Se encogían de miedo. Pedían clemencia. Sería fácil.

Gaya sintió una paz interior. Sintió el placer de aquel instante. Sintió la victoria.

«No necesito curarme si puedo matar».

Alzó las manos y la separó mucho.

Disparó dos rayos de luz asesina. Uno hacia la izquierda, el otro hacia la derecha. Y, muy despacio, fue dirigiendo los rayos hacia el centro.

La gente gritó cuando los rayos empezaron a partir a los de los flancos izquierdo y derecho.

Se subían unos encima de otros para intentar escapar.

Pocos segundos después, todo habría terminado.

Connie Temple se encontraba en el agolpamiento de padres frenéticos, parásitos y amantes de las emociones fuertes que se repartían a lo largo de varias hectáreas de terreno junto a la barrera.

Llevaba días preocupada por lo que ocurriría si bajaba. Se había concentrado en pensar en el futuro, y la reconcomía la culpa porque temía haber enviado a la muerte a la hija de su mejor amiga.

Ahora observaba los monitores de televisión en las camionetas con conexión vía satélite, y su desesperación iba en aumento. Habían mostrado imágenes del incendio que se extendía. Habían mostrado el vídeo de una niñita desgarrándole el brazo a un hombre y comiéndoselo. Habían mostrado incontables «entrevistas» con niños aterrados y hambrientos. Habían grabado con un dron, desde lejos, un vídeo de lo que parecía un monstruo de piedra y, durante las últimas horas, de lo que sin duda era una batalla armada en Perdido Beach.

El mundo entero estaba observando. Y el mundo entero se sentía impotente. Al final, no iba a importar en absoluto lo que Connie dijera, hiciera o sintiera.
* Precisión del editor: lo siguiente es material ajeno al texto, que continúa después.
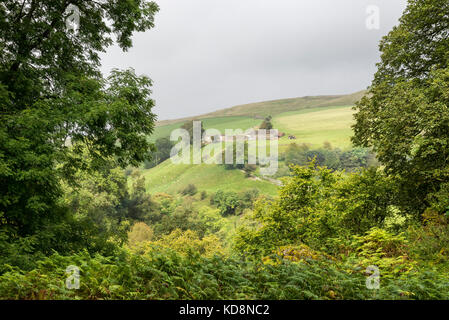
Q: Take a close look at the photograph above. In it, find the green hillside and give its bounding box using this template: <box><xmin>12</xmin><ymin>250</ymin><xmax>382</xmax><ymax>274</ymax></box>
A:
<box><xmin>157</xmin><ymin>91</ymin><xmax>366</xmax><ymax>127</ymax></box>
<box><xmin>143</xmin><ymin>92</ymin><xmax>362</xmax><ymax>195</ymax></box>
<box><xmin>272</xmin><ymin>106</ymin><xmax>354</xmax><ymax>149</ymax></box>
<box><xmin>143</xmin><ymin>159</ymin><xmax>277</xmax><ymax>195</ymax></box>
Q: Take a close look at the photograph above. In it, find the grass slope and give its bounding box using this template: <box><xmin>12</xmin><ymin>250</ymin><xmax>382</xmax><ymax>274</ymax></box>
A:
<box><xmin>272</xmin><ymin>106</ymin><xmax>354</xmax><ymax>149</ymax></box>
<box><xmin>143</xmin><ymin>92</ymin><xmax>364</xmax><ymax>195</ymax></box>
<box><xmin>157</xmin><ymin>91</ymin><xmax>366</xmax><ymax>126</ymax></box>
<box><xmin>143</xmin><ymin>159</ymin><xmax>277</xmax><ymax>195</ymax></box>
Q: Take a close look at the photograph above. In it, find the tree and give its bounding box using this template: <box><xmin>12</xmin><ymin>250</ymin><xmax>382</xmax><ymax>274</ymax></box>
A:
<box><xmin>0</xmin><ymin>0</ymin><xmax>158</xmax><ymax>235</ymax></box>
<box><xmin>353</xmin><ymin>0</ymin><xmax>449</xmax><ymax>215</ymax></box>
<box><xmin>145</xmin><ymin>137</ymin><xmax>174</xmax><ymax>169</ymax></box>
<box><xmin>259</xmin><ymin>116</ymin><xmax>273</xmax><ymax>130</ymax></box>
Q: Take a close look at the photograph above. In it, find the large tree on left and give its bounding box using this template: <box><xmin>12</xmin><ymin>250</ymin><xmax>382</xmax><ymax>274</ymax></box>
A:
<box><xmin>0</xmin><ymin>0</ymin><xmax>158</xmax><ymax>236</ymax></box>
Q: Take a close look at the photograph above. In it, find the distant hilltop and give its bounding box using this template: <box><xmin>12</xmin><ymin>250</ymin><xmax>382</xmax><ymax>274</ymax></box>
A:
<box><xmin>156</xmin><ymin>90</ymin><xmax>367</xmax><ymax>126</ymax></box>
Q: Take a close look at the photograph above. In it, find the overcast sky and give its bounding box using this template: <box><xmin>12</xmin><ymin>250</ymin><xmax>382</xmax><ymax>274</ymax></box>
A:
<box><xmin>102</xmin><ymin>0</ymin><xmax>406</xmax><ymax>120</ymax></box>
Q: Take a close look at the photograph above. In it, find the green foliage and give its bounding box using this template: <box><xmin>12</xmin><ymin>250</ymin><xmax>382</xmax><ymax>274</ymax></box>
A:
<box><xmin>181</xmin><ymin>120</ymin><xmax>205</xmax><ymax>144</ymax></box>
<box><xmin>0</xmin><ymin>0</ymin><xmax>158</xmax><ymax>237</ymax></box>
<box><xmin>145</xmin><ymin>138</ymin><xmax>174</xmax><ymax>169</ymax></box>
<box><xmin>353</xmin><ymin>0</ymin><xmax>449</xmax><ymax>217</ymax></box>
<box><xmin>282</xmin><ymin>143</ymin><xmax>376</xmax><ymax>172</ymax></box>
<box><xmin>210</xmin><ymin>189</ymin><xmax>259</xmax><ymax>216</ymax></box>
<box><xmin>180</xmin><ymin>183</ymin><xmax>198</xmax><ymax>196</ymax></box>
Al final, todo dependería de los chavales metidos en aquella pecera horrible.

Connie dio gracias a Dios porque la barrera hubiera resultado opaca durante tanto tiempo: si lo hubiera visto antes, si el mundo lo hubiera visto antes, los padres se habrían vuelto locos.

Ahora Connie se encontraba a poco más de tres metros de la barrera. Casi podía alcanzar a los chavales que lloraban, que gritaban sin hacer ruido, que suplicaban.

Y justo detrás de ellos había una adolescente preciosa, con los brazos levantados, que les lanzaba rayos de luz brillantes. Los rayos verdes deslumbrantes alcanzaban la barrera y atravesaban el campo de fuerza transparente.

La gente de fuera no se dio cuenta de que estaba en peligro hasta que un rayo lanzado hacia la izquierda atravesó un humvee de la Guardia Nacional.

Y entonces, sí, todos supieron que la muerte se acercaba, no solo para sus hijos, sino también para ellos.

Como un rebaño, les entró el pánico y se apartaron en tropel de la barrera, gritando.

Pero Connie Temple no se movió. No podía. Tenía que ver aquella matanza final. Ser testigo, aunque muriera al hacerlo.

A mano izquierda y a mano derecha, los primeros chavales de dentro ardían. Y el primer adulto de fuera gritó cuando se le incendió el cabello, y las extremidades seccionadas se le cayeron al suelo.

Y entonces una cosa grande bajó disparada por la colina, una monstruosidad, una criatura de pesadilla.